In some embodiments, the ratio between the first diameter multiplied with two to the first radius is between 0.5 to 0.6.

In some embodiments, the light passing cover is a made of a plastic material doped with micro particles for diffusing the light of the LED modules passing through the light passing cover.

In some embodiments, the central part has higher density of micro dots than peripheral areas of the light passing cover. The micro dots may be doped into the plastic material like PS, PC, PMMA while molding the light passing cover. The micro dots guide light hit thereon to reflect to random directions to achieve the diffusion effect.

In some embodiments, the lighting apparatus may also include a transparent layer covering the LED modules and the driver circuit.

The transparent layer provides an electricity insulation layer.

In some embodiments, the light passing cover is detachable during installation of the lighting apparatus to an installation platform, e.g. a cavity, a junction box or a bracket previously fixed to an installation surface.

When the light passing cover is detached from the surface rim, it is danger for users because the LED modules and the driver circuit may cause electric shocks.

Such transparent layer may be a plastic layer. In some embodiments, the transparent layer may be a harden gel that prevents human touch the driver circuit and the LED modules.

The transparent layer is electricity insulated.

In some embodiments, the electricity insulation layer has an escape area for manually fixing the surface rim to an installation platform before placing back the light passing cover to the surface rim.

As mentioned above, in some embodiments, the light passing cover is detachable from the surface rim for fixing the surface rim to an installation platform.

Specifically, the escape area reserved to be exposed by the transparent layer may have screw holes to add screws to fix the surface rim to the installation platform.

In some embodiments, the light source plate may reserve and expose the fixing structure of the surface rim. In some embodiments, the fixing structure is a screw holes passing through both the light source plate and the central concave platform.

After the surface rim is fixed to the installation plate, the light passing cover is attached to the surface rim to complete the installation.

In addition to structural connection, there is also an electrical connection. To achieve the electrical connection, a plugging structure may be used for connecting the driver circuit to an external power wire.

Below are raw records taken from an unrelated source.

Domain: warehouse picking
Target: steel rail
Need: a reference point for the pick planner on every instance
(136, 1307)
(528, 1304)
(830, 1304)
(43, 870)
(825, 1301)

Other ways for connecting the driver circuit to an external power line for the driver circuit to convert the external power like 110V/220V alternating current may also be used on different requirements.

In some embodiments, the transparent layer has multiple lens respectively facing to the LED modules.

In addition to protect users from electrical shock, the transparent layer may also have multiple lens structure integrated with the transparent layer to change light directions of the LED modules, e.g. to generate light beams or diffused lights.

In some embodiments, the transparent layer has a reflective layer for guiding the light of the LED modules away from the driver circuit.

In addition to the LED modules, the driver circuit having multiple circuit components may affect the light of the LED modules, e.g. causing shadow.

In addition, such components may be damaged under light emission for long time.

Therefore, the transparent layer may have certain areas with reflective areas for reflecting lights away from the driver circuit.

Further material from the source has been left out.